However they only do this for tests run with IOMeter, because most other
benchmarking tools are unable to write random data. Which brings me back to
one of my points that many benchmarking tools are flawed in the sense they
don't take into account potential deduplication.

------
illumin8
Great article. I would be interested in more detail on how you specifically
benchmark storage. I benchmark a lot of enterprise SAN storage for Oracle
database clusters and I've found a tool called ORION that works surprisingly
well.
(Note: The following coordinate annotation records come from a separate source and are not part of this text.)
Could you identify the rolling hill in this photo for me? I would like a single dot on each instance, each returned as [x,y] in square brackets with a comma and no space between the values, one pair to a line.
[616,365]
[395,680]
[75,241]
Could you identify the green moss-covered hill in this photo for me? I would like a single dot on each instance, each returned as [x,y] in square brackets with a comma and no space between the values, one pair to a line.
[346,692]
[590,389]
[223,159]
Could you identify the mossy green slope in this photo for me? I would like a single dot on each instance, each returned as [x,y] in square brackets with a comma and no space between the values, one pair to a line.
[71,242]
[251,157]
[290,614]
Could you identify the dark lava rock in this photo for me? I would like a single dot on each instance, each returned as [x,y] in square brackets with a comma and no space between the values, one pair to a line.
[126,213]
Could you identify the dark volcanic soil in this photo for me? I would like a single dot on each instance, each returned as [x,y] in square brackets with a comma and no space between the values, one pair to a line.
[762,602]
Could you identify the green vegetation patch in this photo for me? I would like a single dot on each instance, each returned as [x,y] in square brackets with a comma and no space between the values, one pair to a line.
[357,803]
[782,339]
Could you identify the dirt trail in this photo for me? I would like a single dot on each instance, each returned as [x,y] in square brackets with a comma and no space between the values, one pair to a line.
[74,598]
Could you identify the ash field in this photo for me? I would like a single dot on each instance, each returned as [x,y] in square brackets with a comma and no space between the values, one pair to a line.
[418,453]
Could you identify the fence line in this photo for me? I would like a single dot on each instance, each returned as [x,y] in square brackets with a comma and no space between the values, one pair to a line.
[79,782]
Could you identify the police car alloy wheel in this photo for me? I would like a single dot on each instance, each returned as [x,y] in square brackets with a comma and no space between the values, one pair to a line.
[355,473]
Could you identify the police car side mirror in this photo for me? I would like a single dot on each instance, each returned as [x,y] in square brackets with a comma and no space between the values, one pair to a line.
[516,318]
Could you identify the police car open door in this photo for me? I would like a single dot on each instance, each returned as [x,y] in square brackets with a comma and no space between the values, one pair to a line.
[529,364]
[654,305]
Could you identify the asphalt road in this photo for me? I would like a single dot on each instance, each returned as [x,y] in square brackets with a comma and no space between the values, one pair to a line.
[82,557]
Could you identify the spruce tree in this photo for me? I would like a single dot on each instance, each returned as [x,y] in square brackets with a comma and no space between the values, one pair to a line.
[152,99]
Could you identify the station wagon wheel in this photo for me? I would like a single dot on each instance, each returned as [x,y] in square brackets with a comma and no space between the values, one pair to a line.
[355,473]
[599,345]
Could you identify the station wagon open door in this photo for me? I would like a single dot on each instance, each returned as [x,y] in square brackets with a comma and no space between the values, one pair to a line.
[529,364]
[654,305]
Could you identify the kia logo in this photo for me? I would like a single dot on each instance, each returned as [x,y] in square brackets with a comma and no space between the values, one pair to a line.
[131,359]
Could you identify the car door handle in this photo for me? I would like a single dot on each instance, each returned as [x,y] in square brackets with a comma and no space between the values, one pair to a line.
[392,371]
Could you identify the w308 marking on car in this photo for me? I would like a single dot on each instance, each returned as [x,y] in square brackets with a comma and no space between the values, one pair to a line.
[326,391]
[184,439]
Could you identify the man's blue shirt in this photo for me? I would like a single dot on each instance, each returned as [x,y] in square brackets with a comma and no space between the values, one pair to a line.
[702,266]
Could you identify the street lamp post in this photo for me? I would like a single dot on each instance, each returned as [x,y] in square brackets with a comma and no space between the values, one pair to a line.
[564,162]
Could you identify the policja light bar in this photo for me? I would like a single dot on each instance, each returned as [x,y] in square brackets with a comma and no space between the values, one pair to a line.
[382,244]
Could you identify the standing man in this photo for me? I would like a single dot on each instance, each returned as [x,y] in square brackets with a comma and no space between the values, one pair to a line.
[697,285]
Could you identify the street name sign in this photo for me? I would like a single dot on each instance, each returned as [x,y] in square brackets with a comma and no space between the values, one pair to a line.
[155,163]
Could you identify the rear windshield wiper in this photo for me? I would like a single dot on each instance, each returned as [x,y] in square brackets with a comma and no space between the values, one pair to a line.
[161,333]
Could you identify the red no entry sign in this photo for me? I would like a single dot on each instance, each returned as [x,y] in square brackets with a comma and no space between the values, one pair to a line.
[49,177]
It tests small random I/Os, large sequential I/Os, or any combination
thereof, and uses the Oracle asynchronous I/O libraries so you can simulate a
real database workload.

The nice thing is that I can plug in my workload mix - 90% read, 10% writes,
point it to all of my raw devices, and it will test all combinations of small
random, large sequential I/Os, multiple queue depths, and give me CSV file
outputs showing my I/O per second, MB per second, and latency for every data
point.

You can also tell it the size of your storage array or disk cache, which it
will add to Linux kernel cache, and pre-warm the cache with /dev/random. For
example, if I'm testing on a server with 64GB of RAM and 8GB of storage cache,
it will pre-warm a total of linux kernel cache + 8GB, so it might pre-warm
60-70GB of data before each data point to get accurate, repeatable results
without the effects of cached reads/writes.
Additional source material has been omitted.